My Latin is a whole lot more fluent than my Greek, either because I started learning it two years earlier or because it's an easier language and with more cognates to English, or just because the Latin translation of AH is very elementary Latin. In Greek I am always running to Liddell and Scott, but in Latin I hardly need a dictionary, which is lucky, because I don't own one.
Yesterday I even had the chutzpah to express an opinion about the content, and the greater chutzpah to think I knew better than Migne (or, as it might be, Massuet). In AH IV. 33, 4, Irenæus says "… how shall he (man) escape from the generation subject to death, if not by means of a new generation, given in a wonderful and unexpected manner (but as a sign of salvation) by God — [I mean] that regeneration which flows from the virgin through faith?".

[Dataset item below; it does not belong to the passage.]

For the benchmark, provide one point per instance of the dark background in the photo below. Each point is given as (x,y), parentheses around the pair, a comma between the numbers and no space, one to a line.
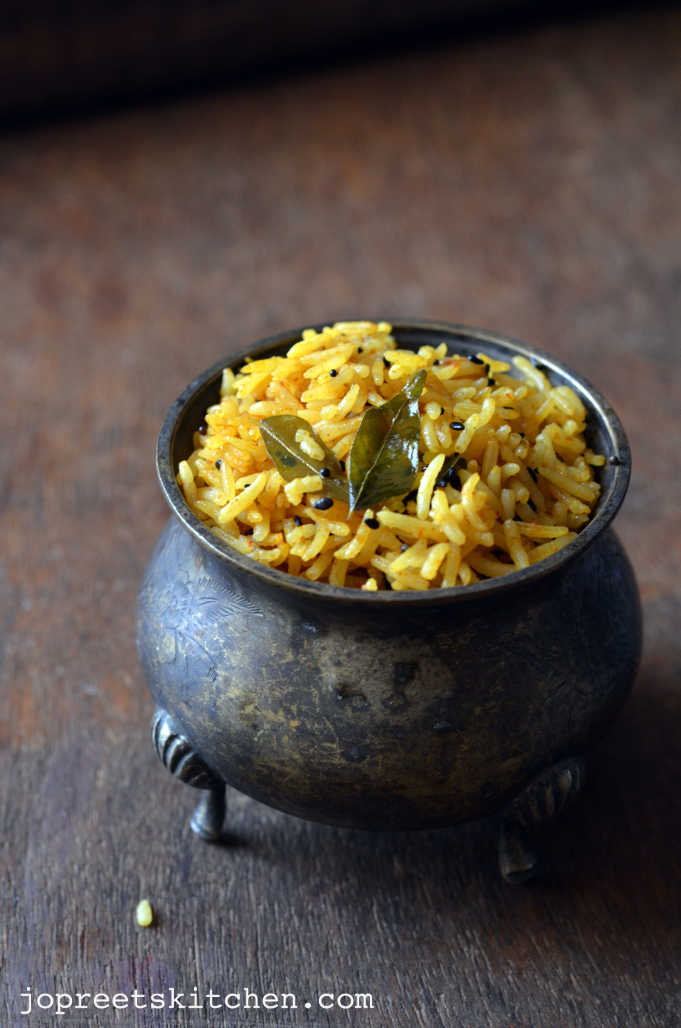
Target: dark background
(516,175)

Now, Massuet (or, such as it may be, Migne) says that the "virgin" here must be the Church because only the Church, and not Mary, can be described as giving birth to all believers, but I beg to disagree. The whole thrust of Irenæus' doctrine of Eve and Mary in the passages I've been reading seems to be that Mary replaces Eve as אם כל חי: Eve is only our mother in the flesh, and made us inherit death by her disobedience, but Mary by accepting God's will in faith becomes the mother of all the human race on a spiritual level and restores us to life — "regeneration which flows from the virgin through faith".
OK, I've got that out of my system, we will now return to the usual blend of Judaism and software internationalisation.